Wang Yong wrote in the Shanghai Daily, “In times of great danger and distress, staying calm is important, and the best way to calm an emotional public is to tell it what you know and don’t know. If the media or the government doesn’t disclose these facts to the public in a timely manner, misunderstanding will grow, feeding unjustified anger and fear.”

Here’s how this quote can help you communicate the hard stuff.

  1. Stay calm. The minute you lose your temper, you have lost. In times of great stress, take a deep breath. Keep your voice steady.
  2. Tell what you know. Even if this is difficult, you must state the facts up front. Your listener will respect you for this, even if not immediately.
  3. Tell what you don’t know. You don’t know everything. Be honest with your listener.
  4. Be timely. This concept is as much a blessing for you as it is for the listener. If you need to deliver difficult information, letting this drag out is tension filled for you and everyone else.

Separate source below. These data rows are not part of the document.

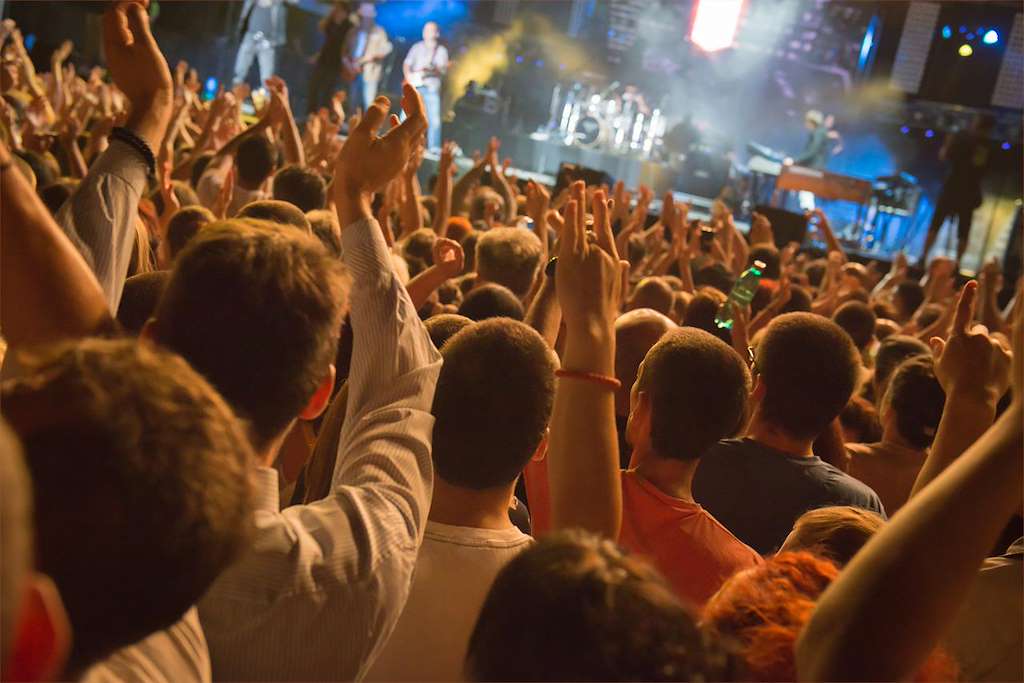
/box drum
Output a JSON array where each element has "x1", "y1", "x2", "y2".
[{"x1": 575, "y1": 114, "x2": 607, "y2": 150}]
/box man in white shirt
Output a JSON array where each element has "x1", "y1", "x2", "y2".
[
  {"x1": 146, "y1": 86, "x2": 440, "y2": 681},
  {"x1": 367, "y1": 318, "x2": 556, "y2": 681},
  {"x1": 401, "y1": 22, "x2": 449, "y2": 151}
]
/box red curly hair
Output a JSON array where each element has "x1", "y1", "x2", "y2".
[{"x1": 702, "y1": 552, "x2": 957, "y2": 681}]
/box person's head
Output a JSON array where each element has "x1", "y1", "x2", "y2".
[
  {"x1": 148, "y1": 220, "x2": 347, "y2": 451},
  {"x1": 236, "y1": 200, "x2": 313, "y2": 234},
  {"x1": 476, "y1": 227, "x2": 541, "y2": 299},
  {"x1": 839, "y1": 394, "x2": 882, "y2": 443},
  {"x1": 306, "y1": 209, "x2": 341, "y2": 258},
  {"x1": 701, "y1": 552, "x2": 839, "y2": 681},
  {"x1": 273, "y1": 164, "x2": 327, "y2": 213},
  {"x1": 117, "y1": 270, "x2": 171, "y2": 335},
  {"x1": 234, "y1": 135, "x2": 278, "y2": 189},
  {"x1": 432, "y1": 318, "x2": 556, "y2": 490},
  {"x1": 880, "y1": 355, "x2": 946, "y2": 449},
  {"x1": 158, "y1": 206, "x2": 216, "y2": 268},
  {"x1": 423, "y1": 313, "x2": 473, "y2": 349},
  {"x1": 615, "y1": 308, "x2": 676, "y2": 416},
  {"x1": 459, "y1": 285, "x2": 526, "y2": 322},
  {"x1": 465, "y1": 531, "x2": 737, "y2": 681},
  {"x1": 423, "y1": 22, "x2": 441, "y2": 45},
  {"x1": 754, "y1": 313, "x2": 860, "y2": 440},
  {"x1": 746, "y1": 245, "x2": 782, "y2": 280},
  {"x1": 39, "y1": 178, "x2": 79, "y2": 215},
  {"x1": 626, "y1": 328, "x2": 751, "y2": 461},
  {"x1": 893, "y1": 280, "x2": 925, "y2": 323},
  {"x1": 833, "y1": 301, "x2": 876, "y2": 352},
  {"x1": 779, "y1": 505, "x2": 885, "y2": 567},
  {"x1": 871, "y1": 335, "x2": 932, "y2": 405},
  {"x1": 3, "y1": 339, "x2": 253, "y2": 678},
  {"x1": 0, "y1": 419, "x2": 71, "y2": 681},
  {"x1": 624, "y1": 278, "x2": 676, "y2": 315}
]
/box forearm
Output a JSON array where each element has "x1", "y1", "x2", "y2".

Writing this article reminds me of a few very difficult moments during the final days of my beloved mother’s life. My sister and I spent every waking hour in the hospital waiting room of the intensive care unit as our mother valiantly tried to fight back from her inevitable fatal heart attack. This was a time fraught with potential misunderstandings (when was this or that tube being inserted, when was this or that procedure going to happen or not happen…), potential anger (why was this happening to her, to us…), and potential fear (how can I cope with this negative outcome?).

I vividly recall the phenomenal medical team. They stayed calm. They told us what they knew – the positives and the negatives. They told us what they didn’t know – that science does not have all of the answers. They were timely with the information; and we became smarter at knowing when we wanted to hear the data. I discovered that there were times, especially late in the evening, when I did NOT want all of the answers. It keeps you from sleeping.

1 Comment

  1. Robin Sachs

    Karen, what excellent information to keep in mind, not only in difficult business situations, but in our personal lives as well.

    Thanks also for the guidance you have given me re: my speech for the upcoming Annual Meeting. Over the past two years, as you have reviewed, edited, tightened my speeches- and given me pointers on my delivery- it has given me much more confidence as a speaker. In fact, now, I really have started to enjoy it! Thank you, Karen.